Meanwhile, a bill that would prevent cities and towns from doing exactly that is progressing through the state Legislature.
Proposition 403, the Tempe ballot measure, would require groups spending more than $1,000 in local elections to disclose the names of their donors. Let's say, for instance, that you're a developer and you want to help defeat a city council member who's voted against several of your projects. But you don't want it to be obvious.
Under current law, your company can donate as much money as it wants to a nonprofit, even one that's been formed explicitly for that purpose. That organization (let's call it Coalition for a Better Tempe) spends $5,000 on mailers and TV ads attacking the city council member, and promoting his or her opponent. Voters will know that the Coalition for a Better Tempe paid for those ads, but they won't know that Rick T. Developer was the original source of the money.
Under Tempe's proposed ordinance, that would change. The Coalition for a Better Tempe would have to disclose exactly where its funding comes from, and that information would be made publicly available to voters.

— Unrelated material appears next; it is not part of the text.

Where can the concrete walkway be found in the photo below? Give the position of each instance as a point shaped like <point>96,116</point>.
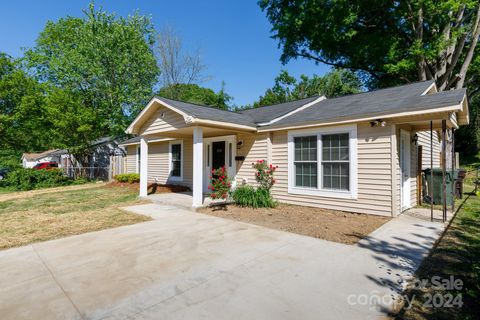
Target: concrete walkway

Phoenix is also considering introducing a similar measure, which would likely go on the ballot this fall.
Whether either city would actually be able to enforce those laws is an open question. Last month, the Arizona House of Representatives passed House Bill 2153, which would block local governments from enacting legislation that requires nonprofits to disclose the source of their funding. In other words, exactly what Tempe (and now Phoenix) is trying to do.
The bill was introduced by Vince Leach, a Republican from Tucson, and is backed by the Goldwater Institute, which has argued that maintaining donor privacy is essential for protecting free speech. Supporters argue that publicizing the identity of donors could have a chilling effect, and result in threats and intimidation.
Opponents argue that's not likely to happen. They often cite a quote from late Supreme Court Justice Antonin Scalia about how running a democracy requires "civic courage" and dealing with angry phone calls now and again.
Leach's bill is currently awaiting a committee hearing in the Senate. Given that it has near-unanimous support from Republicans, it will probably pass there, too, and become yet another example of how Arizona's legislature routinely prevents cities from doing anything remotely progressive.
But that won't necessarily mean that Tempe's dark money ordinance is dead.
As Tom Collins, the executive director of the Clean Elections commission, recently pointed out on Twitter, there's a legal precedent granting charter cities (such as Tempe) autonomy when it comes to certain aspects of local elections. So rather than being doomed from the start, the ballot measure may end up leading to a lawsuit.
TL;DR: If you live in Tempe and want more transparency in local elections, it's still worth showing up and voting today.